WebAIM - Web Accessibility In Mind

E-mail List Archives

Re: PDF Help Desk

for

From: Metzessible
Date: Sep 11, 2017 7:30AM


Hi Phil,

Thanks for reaching out. Unfortunately, I've only got stupid, selfish
reasons for using Github. Apologies this is so long, but I don't have time
to edit it to make it shorter.

To be honest, Github wasn't the natural environment I would have preferred
either, but I honestly didn't have much time to make something different.
When we moved to Western Massachusetts from Washington, DC, I sold all my
furniture, telling my wife I'd make new furniture for us if she bought me a
$3000 Sawstop. That was a year ago, stuff is still in boxes, and my wife is
becoming less patient. Further, I didn't like the existing platforms.

I made videos before joining TPG that took me forever. I just wanted to
know how to use video and captioning software, so I made them to learn
those applications. The videos are helpful, but Acrobat and Word have
changed so much since then, they're a bit outdated. I can change them or
edit as I see fit, but those bookshelves aren't going to make themselves.
Also, video is only good if the person is well known as an authority on the
subject. I specialize in a niche subject that most people tend to ignore.
If you follow me on Twitter, you'd know I mostly complain about stuff and
don't really use it to guide people to be better PDF craftspeople.
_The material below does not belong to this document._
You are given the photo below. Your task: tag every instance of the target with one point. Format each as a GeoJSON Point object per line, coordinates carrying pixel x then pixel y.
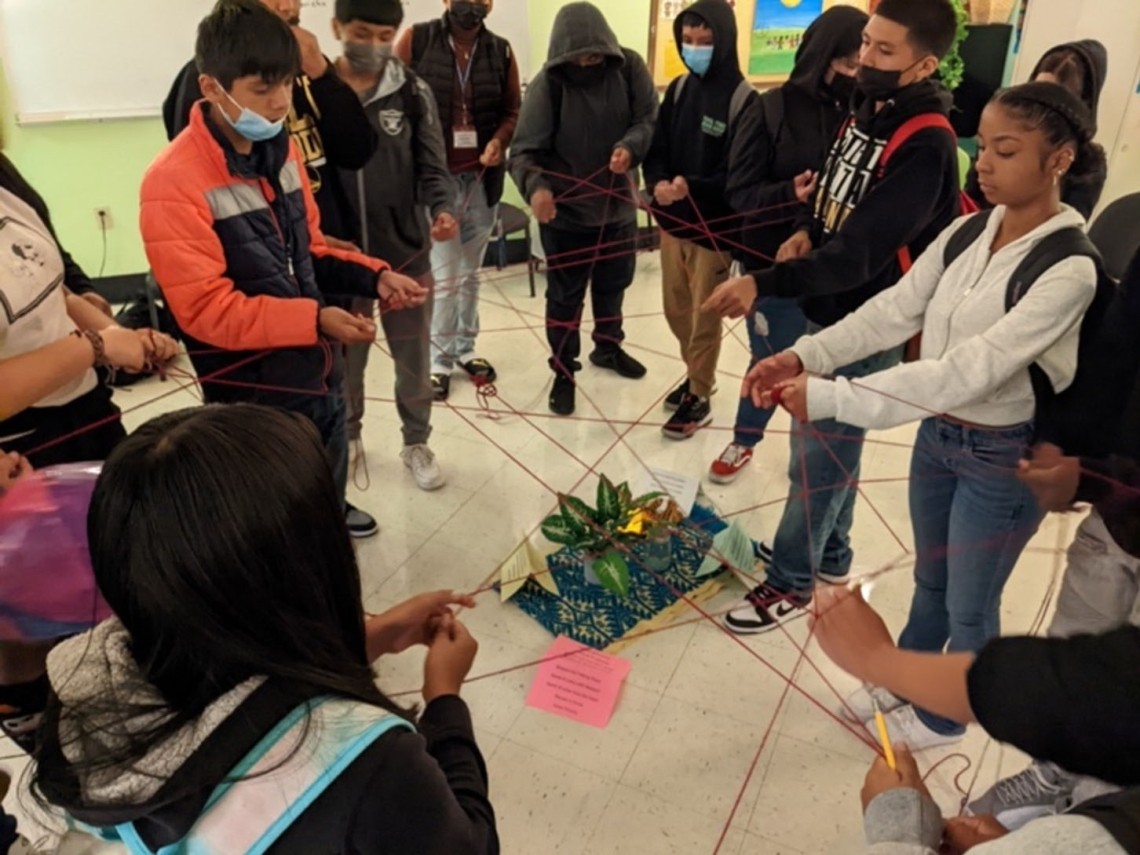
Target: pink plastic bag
{"type": "Point", "coordinates": [47, 587]}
Also, those videos on YouTube are long and technical and most likely raise
questions instead of putting an end to confusion altogether. Which means
that blogs, listservs, or wikis wouldn't work either. Sure, you can have
discussions via comments or responses, but it's hard to track the context
of things. Eventually information becomes terribly scattered and makes
Twitter's threading system look appealing in comparison.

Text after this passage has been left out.